After his great success writing, directing, and starring in the
low budget flick THE BROTHERS MCMULLEN, Edward Burns is back. This
time he has a Hollywood bankrolled film, but he keeps his comedic
sights set on his favorite subjects: Catholic male angst, infidelity,
and most of all, sex - particularly the lack thereof. Given that most
of the cast leads return, you can excuse the audience if they think the
film is THE BROTHERS MCMULLEN PART 2. Actually, this time the story is
different and the brothers have changed their last name to Fitzpatrick.
As the story unfolds, brothers Mickey (Edward Burns) and Francis
(Mike McGlone also his brother in BROTHERS 1, I mean in THE BROTHERS
MCMULLEN) are verbally sparring with their dad (John Mahoney from
PRIMAL FEAR and THE AMERICAN PRESIDENT) on their regular fishing trip.
The dad ridicules them by calling them girls, and they generally trade
one-liners with each other.
The one-liners are both the strength and the weakness of the film.
Burns has millions of them in his head and having no self-control puts
all of them in the script. Some work, and some don't. The ones that
do are terrific and the main reason to see the picture. Unfortunately,
one-liners do not a relationship make. The characters are all
interesting individually, and yet none are compelling or involving.
With life reduced to one-liners, they have no way to develop a
chemistry with each other or with the audience.
Francis is a chain smoking stock broker worth a lot of money. He
even has a limo to drive him to work everyday. Poor Mickey is just a
Brooklyn cab driver, but claims to be happy. Francis taunts him with,
"Big deal, you're happy. You're never going to make any real money."
Francis is married to his work. When his wife Renee (Jennifer
Aniston) wants to have sex, he tells her basically to take a number.
He is too busy right now working in bed with his laptop. He is also
having an affair with fellow stock broker Heather (Cameron Diaz who was
so great as Jude in THE LAST SUPPER).
One day, Mickey picks up a fare appropriately named Hope (Maxine
Bahns from THE BROTHERS McMULLEN), and they get married the next day.
Francis thinks this is stupid, and chides him with, "Romance is great,
but I just want to remind you, it don't pay the bills."

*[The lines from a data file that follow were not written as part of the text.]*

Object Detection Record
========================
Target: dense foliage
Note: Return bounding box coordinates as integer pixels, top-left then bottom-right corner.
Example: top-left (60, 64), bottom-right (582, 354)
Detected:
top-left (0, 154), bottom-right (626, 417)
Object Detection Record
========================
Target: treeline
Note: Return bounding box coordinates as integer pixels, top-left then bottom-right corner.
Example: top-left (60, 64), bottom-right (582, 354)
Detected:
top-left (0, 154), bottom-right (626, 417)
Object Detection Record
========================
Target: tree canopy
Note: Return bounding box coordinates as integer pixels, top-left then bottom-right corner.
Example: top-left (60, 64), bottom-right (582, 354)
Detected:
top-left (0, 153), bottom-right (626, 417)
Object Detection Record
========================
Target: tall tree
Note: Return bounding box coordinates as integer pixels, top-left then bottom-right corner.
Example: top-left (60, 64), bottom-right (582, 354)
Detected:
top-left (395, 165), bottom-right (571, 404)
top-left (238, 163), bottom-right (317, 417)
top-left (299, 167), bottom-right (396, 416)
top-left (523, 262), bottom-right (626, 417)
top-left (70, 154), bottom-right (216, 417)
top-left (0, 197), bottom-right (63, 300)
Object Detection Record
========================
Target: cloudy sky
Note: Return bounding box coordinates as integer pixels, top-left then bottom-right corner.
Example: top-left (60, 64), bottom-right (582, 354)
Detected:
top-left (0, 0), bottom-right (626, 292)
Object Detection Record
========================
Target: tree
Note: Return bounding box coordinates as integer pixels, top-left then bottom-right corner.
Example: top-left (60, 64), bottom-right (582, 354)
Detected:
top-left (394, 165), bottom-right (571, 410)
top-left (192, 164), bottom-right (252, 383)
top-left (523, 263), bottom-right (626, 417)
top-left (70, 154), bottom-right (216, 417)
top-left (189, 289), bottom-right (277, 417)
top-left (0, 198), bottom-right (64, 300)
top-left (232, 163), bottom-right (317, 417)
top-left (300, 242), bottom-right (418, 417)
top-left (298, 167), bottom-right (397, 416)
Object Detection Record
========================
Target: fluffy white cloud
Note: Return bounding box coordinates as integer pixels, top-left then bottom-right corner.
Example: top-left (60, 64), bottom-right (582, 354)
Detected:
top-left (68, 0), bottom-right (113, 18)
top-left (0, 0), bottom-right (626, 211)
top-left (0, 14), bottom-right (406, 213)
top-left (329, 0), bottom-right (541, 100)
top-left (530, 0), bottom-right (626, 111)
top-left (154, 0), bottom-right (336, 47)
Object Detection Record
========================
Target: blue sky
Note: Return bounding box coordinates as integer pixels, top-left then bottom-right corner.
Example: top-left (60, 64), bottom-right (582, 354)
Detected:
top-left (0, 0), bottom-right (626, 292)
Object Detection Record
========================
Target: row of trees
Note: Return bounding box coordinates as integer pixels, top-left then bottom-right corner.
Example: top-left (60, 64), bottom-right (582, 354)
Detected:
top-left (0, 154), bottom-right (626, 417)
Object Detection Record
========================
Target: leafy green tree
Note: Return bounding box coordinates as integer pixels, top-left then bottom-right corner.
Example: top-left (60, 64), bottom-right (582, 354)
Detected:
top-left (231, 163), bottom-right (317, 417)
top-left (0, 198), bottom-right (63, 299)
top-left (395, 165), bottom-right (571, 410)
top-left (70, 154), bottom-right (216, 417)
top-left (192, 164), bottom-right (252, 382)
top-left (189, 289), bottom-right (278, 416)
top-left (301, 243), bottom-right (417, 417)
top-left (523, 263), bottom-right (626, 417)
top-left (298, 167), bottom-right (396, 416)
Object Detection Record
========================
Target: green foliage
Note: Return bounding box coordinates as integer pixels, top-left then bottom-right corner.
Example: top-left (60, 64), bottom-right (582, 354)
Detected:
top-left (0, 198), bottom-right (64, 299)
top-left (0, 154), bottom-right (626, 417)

Mostly the show ignores religion other than talking about the
unseen Mrs. Fitzpatrick's daily church attendance. One time, however,
when their dad thinks something happened that the church would not
approve of, a perplexed Mickey inquires, "Why are you getting so upset
Dad? You don't even believe in God." The angry father snaps back,
"That doesn't mean I'm going to stop being a good Catholic."
All in all, the show is an enjoyable but shallow little comedy
signifying nothing. The one-liners frequently work, and actors are
good, but trapped in their material.
My favorite is Cameron Diaz, who has extremely captivating eyes.
Based on her work in THE LAST SUPPER, she is probably the most talented
of the lot. Mahoney is a fine, but colorless supporting actor. The
others have promise, but the jury is out. Here they did an excellent
job of reading their jokes and entertaining me, but none of them were
SHE'S THE ONE runs a fast 1:36. It is rated R solely because they
use the F word a few times. This is much tamer show than this year's
PG-13 rated THE NUTTY PROFESSOR which was non-stop foul language, but
used every cuss word except the F word. In SHE'S THE ONE, there is no
violence, no nudity although there are a lot of missing bras, and no
sex although they do talk about it incessantly. It would be fine for
any teenager. I give the show a mild thumbs up as it was funny in
parts and entertaining, and award it ** 1/2.